5 Ways To Beat Pressures Of Creative Fundraising

October 30, 2018       The NonProfit Times      

There are more than 1 million public charities in the United States, according to the National Center for Charitable Statistics and just about every one of them is completing for the same donor dollars, grants, and contracts. Organizational marketers and fundraisers often rely on creativity in an effort to try to stand apart from the pack. With that comes pressure to constantly be the shiny and new competitor in the field.

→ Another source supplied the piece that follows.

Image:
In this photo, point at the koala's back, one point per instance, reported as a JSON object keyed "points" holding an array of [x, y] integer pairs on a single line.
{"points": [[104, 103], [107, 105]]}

    Andrew Magnuson, national director of digital fundraising for the American Heart Association; Bethany Maki, vice president of nonprofit strategy for PMX Agency; and Kevin Limongelli, senior director of creative and design for PMX Agency embraced these pressures during their session “Put Your Creative to Work” at a ANA Nonprofit Federation conference. During the program, the presenters discussed the five primary elements of a creative strategy:

  • Identify main objectives. These objectives shouldn’t be based on design or text, but rather fundraising and marketing. Ensure that your mission is always in the foreground. Web traffic, conversion, average gift amount, and revenue are objectives to consider;
  • Figure out who your target audience is. Separate yourself from the organization and place yourself in the perspective of those audiences. Consider how their needs are being met by competing organizations as compared to your own;
  • Push content and context. Evaluate what assets are available and look to express similar messaging over a variety of formats and channels. Understand the subtle differences between each channel;
  • Focus on the brand. Creative 101 is to avoid harming or compromising the brand for a short-term gain. Messaging should tie back in with established brand values and communicate a value proposition. Cross-channel content should have a unified brand voice; and,
  • Measure your progress. Discuss what key-performance indicators will be used to measure success and, further, show how those indicators refer back to established goals. Follow up with results and provide baseline and historical context.